Vogelschützer Andreas Ernst sorgt sich um die Wanderfalken
Taubenzüchter in Verdacht
Die einen würden sie am liebsten loswerden, die anderen schützen sie: Im Streit um die Wanderfalken, die am Schornstein der Papierfabrik nisten, hat sich Vogelschützer Andreas Ernst zu Wort gemeldet. Er habe Angst, ins Visier der Taubenzüchter zu geraten, erklärt der Hobby-Vogelkundler. "Die sind militant."
Die gute Nachricht lautet: "Der erste Jungvogel ist geschlüpft." Andreas Ernst konnte gestern bestätigen, dass die Wanderfalken im Nistkasten am Schornstein der Papierfabrik von vier Eiern das erste erfolgreich ausgebrütet haben. Ernst ist Vogelschützer aus Leidenschaft. Der 58-Jährige gehört keinem Naturschutzverband an. Das hindert den Vredener aber nicht, einen Großteil seiner Freizeit in den Vogelschutz zu investieren. "Ich habe offene Augen und kenne mich ein bisschen aus in der Natur."
2012 habe er kurz hintereinander ein Wanderfalkenmännchen und -weibchen am Schornstein der Papierfabrik beobachtet und daraufhin die Installation eines Nistkastens angeregt. Sowohl die Leitung der Papierfabrik als auch die Untere Landschaftsbehörde beim Kreis Borken hätten das Vorhaben unterstützt. Ernst zeigt Fotos von den Arbeiten mit einer Hebebühne, um den schweren, mit 40 Kilogramm Kies befüllten Kasten an Ort und Stelle zu bringen. "Die Papierfabrik hat das mit enormem finanziellen Aufwand umgesetzt", erklärt Ernst.
Störung durch Laserpointer
Er stehe in Kontakt mit der Betriebsleitung der Fabrik. "Die rufen an, wenn da wieder etwas los ist mit einem Laser." Mehrfach hatten Vogelschützer im Internet beklagt, dass die brütenden Vögel durch Laserpointer gestört würden - mutmaßlich in der Absicht, sie zu vertreiben. Ernst hat Taubenzüchter im Verdacht: "Das versuchen die seit drei Jahren, völlig ohne Erfolg." Zuletzt sei das am 6. März passiert.
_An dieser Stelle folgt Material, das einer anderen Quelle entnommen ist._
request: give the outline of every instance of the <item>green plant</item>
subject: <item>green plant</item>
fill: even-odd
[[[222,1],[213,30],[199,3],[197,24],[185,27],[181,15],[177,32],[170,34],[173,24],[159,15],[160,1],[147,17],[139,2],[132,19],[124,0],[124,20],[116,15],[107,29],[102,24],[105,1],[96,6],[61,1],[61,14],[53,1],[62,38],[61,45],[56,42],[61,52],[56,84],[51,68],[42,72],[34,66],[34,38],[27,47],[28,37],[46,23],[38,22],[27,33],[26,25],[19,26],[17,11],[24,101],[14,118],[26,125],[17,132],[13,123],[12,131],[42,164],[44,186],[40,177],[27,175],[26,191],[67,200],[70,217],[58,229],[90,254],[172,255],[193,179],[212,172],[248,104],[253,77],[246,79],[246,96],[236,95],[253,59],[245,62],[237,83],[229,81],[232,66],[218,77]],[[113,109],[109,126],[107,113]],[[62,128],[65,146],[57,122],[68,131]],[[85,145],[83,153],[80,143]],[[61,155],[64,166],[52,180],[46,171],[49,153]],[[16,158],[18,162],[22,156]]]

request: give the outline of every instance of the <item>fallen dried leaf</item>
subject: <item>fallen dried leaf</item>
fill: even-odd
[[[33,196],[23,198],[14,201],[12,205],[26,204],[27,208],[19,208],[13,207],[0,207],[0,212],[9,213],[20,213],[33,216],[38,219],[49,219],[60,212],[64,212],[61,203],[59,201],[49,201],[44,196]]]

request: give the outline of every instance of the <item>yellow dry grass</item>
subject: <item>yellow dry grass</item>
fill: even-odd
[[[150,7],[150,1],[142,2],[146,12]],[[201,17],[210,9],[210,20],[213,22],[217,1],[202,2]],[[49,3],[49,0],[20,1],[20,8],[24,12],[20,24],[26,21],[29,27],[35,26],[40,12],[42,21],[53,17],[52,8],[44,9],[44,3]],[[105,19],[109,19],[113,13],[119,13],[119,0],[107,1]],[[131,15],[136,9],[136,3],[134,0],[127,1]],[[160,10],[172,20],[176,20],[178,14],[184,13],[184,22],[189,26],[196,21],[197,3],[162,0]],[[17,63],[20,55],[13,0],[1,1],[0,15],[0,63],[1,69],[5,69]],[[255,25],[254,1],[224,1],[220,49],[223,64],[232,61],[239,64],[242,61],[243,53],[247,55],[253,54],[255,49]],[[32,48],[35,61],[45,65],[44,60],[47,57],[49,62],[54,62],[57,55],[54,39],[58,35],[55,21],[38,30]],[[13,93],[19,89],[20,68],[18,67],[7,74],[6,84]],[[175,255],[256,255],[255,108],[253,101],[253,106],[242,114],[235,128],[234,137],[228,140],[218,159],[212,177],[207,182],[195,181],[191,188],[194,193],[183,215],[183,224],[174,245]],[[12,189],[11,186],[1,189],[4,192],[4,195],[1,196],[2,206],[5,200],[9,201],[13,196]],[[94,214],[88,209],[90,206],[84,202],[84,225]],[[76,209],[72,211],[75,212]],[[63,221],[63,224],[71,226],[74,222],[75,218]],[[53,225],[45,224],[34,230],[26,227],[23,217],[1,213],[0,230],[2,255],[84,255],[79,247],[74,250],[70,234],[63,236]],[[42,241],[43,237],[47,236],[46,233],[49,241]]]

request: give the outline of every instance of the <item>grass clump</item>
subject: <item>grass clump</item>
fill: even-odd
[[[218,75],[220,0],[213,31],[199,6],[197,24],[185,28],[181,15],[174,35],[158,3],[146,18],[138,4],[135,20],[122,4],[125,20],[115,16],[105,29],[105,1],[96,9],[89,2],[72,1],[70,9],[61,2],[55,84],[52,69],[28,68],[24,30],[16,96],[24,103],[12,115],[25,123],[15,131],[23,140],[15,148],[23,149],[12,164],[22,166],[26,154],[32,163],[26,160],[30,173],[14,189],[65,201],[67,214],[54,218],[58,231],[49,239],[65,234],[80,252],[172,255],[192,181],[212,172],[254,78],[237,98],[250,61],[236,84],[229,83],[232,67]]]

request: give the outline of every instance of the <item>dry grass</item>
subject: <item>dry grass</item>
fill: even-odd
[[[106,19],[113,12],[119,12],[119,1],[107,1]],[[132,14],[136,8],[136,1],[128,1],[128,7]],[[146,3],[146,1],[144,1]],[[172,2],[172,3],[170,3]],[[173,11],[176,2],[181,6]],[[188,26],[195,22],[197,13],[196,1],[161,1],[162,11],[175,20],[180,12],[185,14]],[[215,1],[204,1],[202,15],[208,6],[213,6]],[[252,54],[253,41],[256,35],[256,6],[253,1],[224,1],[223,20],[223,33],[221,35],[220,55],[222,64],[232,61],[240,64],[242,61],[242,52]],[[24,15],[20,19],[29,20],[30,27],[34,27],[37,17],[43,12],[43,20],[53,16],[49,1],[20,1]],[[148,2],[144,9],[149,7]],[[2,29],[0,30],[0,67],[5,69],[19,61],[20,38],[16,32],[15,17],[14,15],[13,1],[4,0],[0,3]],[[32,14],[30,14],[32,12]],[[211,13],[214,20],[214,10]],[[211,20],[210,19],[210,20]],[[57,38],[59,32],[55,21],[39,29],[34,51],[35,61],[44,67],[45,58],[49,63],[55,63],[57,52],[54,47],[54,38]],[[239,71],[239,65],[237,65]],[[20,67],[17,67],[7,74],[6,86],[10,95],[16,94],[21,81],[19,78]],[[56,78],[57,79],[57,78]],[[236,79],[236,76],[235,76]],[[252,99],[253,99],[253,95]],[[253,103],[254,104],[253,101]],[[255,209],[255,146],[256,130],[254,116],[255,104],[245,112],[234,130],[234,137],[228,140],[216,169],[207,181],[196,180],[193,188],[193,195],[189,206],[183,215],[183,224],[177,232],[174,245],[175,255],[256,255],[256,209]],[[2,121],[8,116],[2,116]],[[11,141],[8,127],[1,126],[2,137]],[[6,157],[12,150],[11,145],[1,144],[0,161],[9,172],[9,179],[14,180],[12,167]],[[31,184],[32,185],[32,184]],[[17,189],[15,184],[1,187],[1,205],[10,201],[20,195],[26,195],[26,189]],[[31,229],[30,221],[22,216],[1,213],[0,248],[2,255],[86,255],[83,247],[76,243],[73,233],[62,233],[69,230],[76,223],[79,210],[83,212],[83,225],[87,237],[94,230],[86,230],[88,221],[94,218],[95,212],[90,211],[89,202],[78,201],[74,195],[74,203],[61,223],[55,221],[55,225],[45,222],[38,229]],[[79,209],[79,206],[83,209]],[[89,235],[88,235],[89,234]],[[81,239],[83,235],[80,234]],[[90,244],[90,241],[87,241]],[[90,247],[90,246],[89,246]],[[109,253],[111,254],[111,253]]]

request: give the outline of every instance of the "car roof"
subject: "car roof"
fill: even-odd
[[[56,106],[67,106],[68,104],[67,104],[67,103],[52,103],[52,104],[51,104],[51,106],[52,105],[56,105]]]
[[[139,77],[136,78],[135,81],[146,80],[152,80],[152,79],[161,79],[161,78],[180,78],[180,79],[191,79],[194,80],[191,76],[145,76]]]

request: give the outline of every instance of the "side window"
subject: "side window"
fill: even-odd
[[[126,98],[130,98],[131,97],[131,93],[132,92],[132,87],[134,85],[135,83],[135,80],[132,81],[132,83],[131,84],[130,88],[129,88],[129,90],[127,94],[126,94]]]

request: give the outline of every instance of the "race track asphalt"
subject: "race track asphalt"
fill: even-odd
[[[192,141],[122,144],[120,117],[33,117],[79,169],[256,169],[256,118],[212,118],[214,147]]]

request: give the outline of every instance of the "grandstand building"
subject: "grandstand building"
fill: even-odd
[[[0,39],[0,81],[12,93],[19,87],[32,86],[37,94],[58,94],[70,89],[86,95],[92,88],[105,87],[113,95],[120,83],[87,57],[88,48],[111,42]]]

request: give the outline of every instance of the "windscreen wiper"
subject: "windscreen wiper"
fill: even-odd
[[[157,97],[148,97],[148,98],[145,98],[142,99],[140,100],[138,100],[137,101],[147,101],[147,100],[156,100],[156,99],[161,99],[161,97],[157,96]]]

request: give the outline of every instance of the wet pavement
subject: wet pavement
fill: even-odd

Die Falken ließen sich aber so nicht vertreiben, sie kämen spätestens nachts zurück. Einzig erzielter Effekt für die Taubenzüchter aus seiner Sicht: "Das alles kostet mich Nerven, kostet die Züchter Nerven, und die machen sich strafbar." Auch mit Kontaktgift präparierte Taubenkadaver, die gefunden wurden, gingen seiner Ansicht nach auf das Konto von Züchtern. "Es sind nicht alle, aber einige", sagt er. "Die sind militant und machen vor gar nichts Halt!"
Gut gegen Taubenkot
Peter Pavlovic von der Unteren Landschaftsbehörde beim Kreis Borken bestätigt das. "Sie würden nicht glauben, welche Methoden die alle erfinden, um die Wanderfalken von ihren Tauben fernzuhalten", erklärte er auf Anfrage. Pavlovic erinnert an Strafverfahren und Hausdurchsuchungen im Zusammenhang mit Giftködern, die in früheren Jahren entdeckt wurden.
Er habe die Initiative von Ernst begrüßt, erklärt er, "weil wir in dem Gebiet schon länger Probleme mit verwilderten Haustauben hatten." Der Kot der Tauben habe zunehmend hygienische Probleme bereitet. Die Wanderfalken indes seien nicht ausgewildert worden, betont er, sondern aus Süddeutschland eingewandert. "Es gibt nirgendwo in Deutschland legale Auswilderungen."
Wanderfalken
Wanderfalken stehen unter Naturschutz. In Nordrhein-Westfalen waren die Vögel in den 1970er-Jahren zwischenzeitlich ausgestorben. Grund: das Insektizid DDT. Im Kreis Borken gibt es laut Peter Pavlovic fünf bis sieben Brutpaare, „die nicht jedes Jahr erfolgreich brüten“.
Im Sturzflug erreicht der Wanderfalke bis zu 320 Kilometer pro Stunde. Beutetiere sind zu 98 Prozent Vögel, meist Tauben, Stare, aber auch Enten, Pirole, Goldregenpfeifer – und mitunter Fledermäuse. Als Jagdposten suchen sich die Wanderfalken den jeweils höchsten Punkt, gejagt wird im Flug.